Sjögren-larsson syndrome: Technique and timing of prenatal diagnosis

Khalil Tabsh, William B. Rizzo, Karen Holbrook, Nancy Theroux

Research output: Contribution to journalArticle

6 Citations (Scopus)

Abstract

Background: Sjögren-Larsson syndrome is an autosomal recessive disease with sequelae including ichthyosis, mental retardation, and spasticity. Although fetal skin biopsy has permitted prenatal diagnosis of Sjögren-Larsson syndrome in the late second trimester, it is accompanied by substantial risks, including fetal loss, premature labor, and detection at a gestational age close to the legal limit for pregnancy termination in most states. A new technique involving biochemical assay of cultured amniocytes for reduced levels of fatty alcohol:oxidized nicotinamide-adenine dinucleotide (NAD+)-oxidoreductase may allow earlier and less invasive detection of Sjögren-Larsson syndrome. Case: A 38-year-old Lebanese woman, gravida 6, para 3, presented for prenatal diagnosis of Sjögren-Larsson syndrome following a history of two children bom with the disease. At 19 weeks’ gestation, multiple fetal skin biopsies were obtained by ultrasound-guided transabdominal percutaneous insertion of biopsy forceps. Histologic examination of the specimen revealed no evidence of Sjögren-Larsson syndrome. However, assay of fatty alcohol:NAD+-oxidoreductase in cultured amniocytes obtained at fetal skin biopsy showed a profound enzymatic deficiency. Additional fetal skin biopsies were obtained at 23.5 weeks’ gestation, and histologic examination was positive for Sjögren-Larsson syndrome. The patient elected to terminate the pregnancy, and a subsequent autopsy on the fetus confirmed Sjögren-Larsson syndrome.
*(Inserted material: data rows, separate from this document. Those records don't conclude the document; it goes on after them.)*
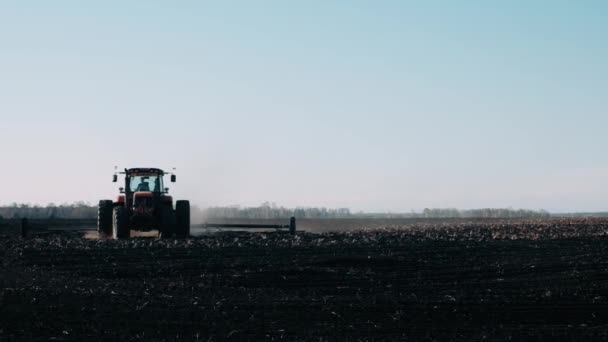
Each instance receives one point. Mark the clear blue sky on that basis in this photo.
(372, 105)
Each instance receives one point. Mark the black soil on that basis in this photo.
(462, 281)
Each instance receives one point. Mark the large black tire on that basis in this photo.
(182, 218)
(104, 217)
(120, 227)
(167, 222)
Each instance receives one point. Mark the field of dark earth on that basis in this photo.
(425, 280)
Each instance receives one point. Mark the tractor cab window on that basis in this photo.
(146, 183)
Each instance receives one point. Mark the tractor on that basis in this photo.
(143, 204)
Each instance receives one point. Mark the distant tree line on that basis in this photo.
(78, 210)
(483, 213)
(82, 210)
(272, 211)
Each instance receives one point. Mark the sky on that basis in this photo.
(372, 105)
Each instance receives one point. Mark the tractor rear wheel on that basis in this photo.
(120, 227)
(104, 217)
(167, 222)
(182, 217)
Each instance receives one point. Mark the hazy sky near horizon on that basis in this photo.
(372, 105)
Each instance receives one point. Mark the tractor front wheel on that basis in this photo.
(104, 217)
(167, 222)
(120, 227)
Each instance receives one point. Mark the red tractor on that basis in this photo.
(144, 204)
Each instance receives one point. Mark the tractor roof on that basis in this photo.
(145, 170)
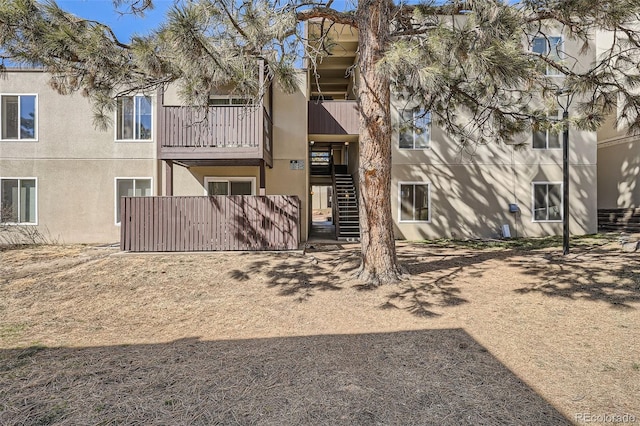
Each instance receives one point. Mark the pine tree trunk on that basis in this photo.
(379, 261)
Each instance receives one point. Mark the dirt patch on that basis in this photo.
(475, 336)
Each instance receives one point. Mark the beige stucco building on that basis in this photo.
(61, 174)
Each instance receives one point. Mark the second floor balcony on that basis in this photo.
(333, 118)
(240, 134)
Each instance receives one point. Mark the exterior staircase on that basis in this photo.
(346, 216)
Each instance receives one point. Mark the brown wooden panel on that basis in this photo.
(333, 117)
(209, 223)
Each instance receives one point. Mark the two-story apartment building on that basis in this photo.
(59, 173)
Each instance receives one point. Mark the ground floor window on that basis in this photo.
(18, 200)
(415, 202)
(229, 186)
(547, 201)
(131, 187)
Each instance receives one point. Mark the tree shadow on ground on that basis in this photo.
(434, 279)
(419, 377)
(576, 277)
(302, 275)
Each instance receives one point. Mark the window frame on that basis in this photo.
(35, 124)
(117, 199)
(558, 117)
(550, 71)
(533, 202)
(421, 113)
(35, 212)
(228, 179)
(117, 119)
(414, 183)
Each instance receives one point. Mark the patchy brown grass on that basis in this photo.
(476, 335)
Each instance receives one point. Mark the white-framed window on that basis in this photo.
(547, 201)
(131, 187)
(19, 117)
(19, 201)
(134, 118)
(414, 201)
(546, 139)
(229, 186)
(550, 47)
(415, 129)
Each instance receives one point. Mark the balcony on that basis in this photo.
(333, 118)
(217, 135)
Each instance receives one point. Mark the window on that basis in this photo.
(18, 201)
(415, 129)
(546, 139)
(131, 187)
(551, 48)
(133, 118)
(415, 202)
(229, 186)
(18, 117)
(547, 201)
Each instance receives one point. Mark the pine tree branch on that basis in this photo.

Conclusion: This case demonstrates the limitations of histologic examination of fetal skin specimens for the diagnosis of Sjögren-Larsson syndrome and indicates the potential value of biochemical detection from fetal amniocytes. This new technique may allow earlier diagnosis of Sjögren Larsson syndrome, is less invasive, and may be less psychologically traumatic for the patient if she elects to terminate the pregnancy. (Obstet Gynecol 1993;82:700–3).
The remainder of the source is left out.